A preliminary hearing was scheduled for early August. During that time, the NYPD held onto Steinmetz’s Mavic 2 Pro as evidence. After an unsuccessful attempt to get it back, he went on to purchase two additional Mavic 2 Pro drones.

“I need to get back to work,” Steinmetz explained. “The Mavic 2 Pro is in a real sweet spot for me. I prefer the optics and files from the big bird, the Inspire 2 with the X7 Gimbal. But the Mavic 2 flies really well, has a decent file…the compactness is quite revolutionary.”

Steinmetz’ story has a happy ending, after all. “My case was spontaneously dismissed last week (the week of August 7th, 2020), so I went down to the Bronx Police HQ on Wednesday and recovered it. During the time it was confiscated I had to buy a replacement to keep working, and don’t know if I will pursue any further legal action,” he said.

Steinmetz has authored five books, African Air, Empty Quarter, Desert Air, New York Air, and The Human Planet: Earth at the Dawn of the Anthropocene, which feature portfolios of his work in many regions of the world.

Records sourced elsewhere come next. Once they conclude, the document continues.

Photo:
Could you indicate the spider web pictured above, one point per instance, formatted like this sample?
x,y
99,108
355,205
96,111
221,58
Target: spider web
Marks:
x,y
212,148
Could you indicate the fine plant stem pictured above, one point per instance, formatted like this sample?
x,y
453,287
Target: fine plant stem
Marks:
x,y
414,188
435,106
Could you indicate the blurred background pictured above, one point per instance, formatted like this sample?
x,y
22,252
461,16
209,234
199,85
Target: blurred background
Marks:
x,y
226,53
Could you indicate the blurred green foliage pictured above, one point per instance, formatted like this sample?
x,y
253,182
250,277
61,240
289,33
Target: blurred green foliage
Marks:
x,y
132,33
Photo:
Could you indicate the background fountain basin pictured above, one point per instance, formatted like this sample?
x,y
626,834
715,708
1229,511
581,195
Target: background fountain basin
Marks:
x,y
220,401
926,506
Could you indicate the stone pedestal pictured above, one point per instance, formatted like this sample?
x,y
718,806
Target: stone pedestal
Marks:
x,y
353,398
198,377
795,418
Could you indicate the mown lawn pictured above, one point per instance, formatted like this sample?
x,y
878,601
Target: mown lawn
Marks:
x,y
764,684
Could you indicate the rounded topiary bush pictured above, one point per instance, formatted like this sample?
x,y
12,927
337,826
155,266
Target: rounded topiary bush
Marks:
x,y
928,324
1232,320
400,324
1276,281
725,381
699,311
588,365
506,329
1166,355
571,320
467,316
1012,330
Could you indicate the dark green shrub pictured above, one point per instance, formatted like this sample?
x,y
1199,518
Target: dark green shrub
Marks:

African Air is a compilation of pictures from ten years of flying over Africa, mostly with a motorised paraglider. Empty Quarter contains images of the Arabian landscape, its people, and its wildlife. Desert Air is a photographic collection of the world’s extreme deserts, which receive less than four inches of precipitation per year. Included are photographs of the Gobi Desert, the Sahara, and Death Valley.

New York Air is an aerial portrait of New York City with all its boroughs in all four seasons. The Human Planet: Earth at the Dawn of the Anthropocene chronicles how humans have come to be the dominant force shaping the environment and the solutions people have come up with to protect the planet and combat pollution.

Images taken on all continents over George’s thirty years of aerial photography explore climate and the natural world, how humans have harvested the biosphere and the footprint humanity is leaving on the planet.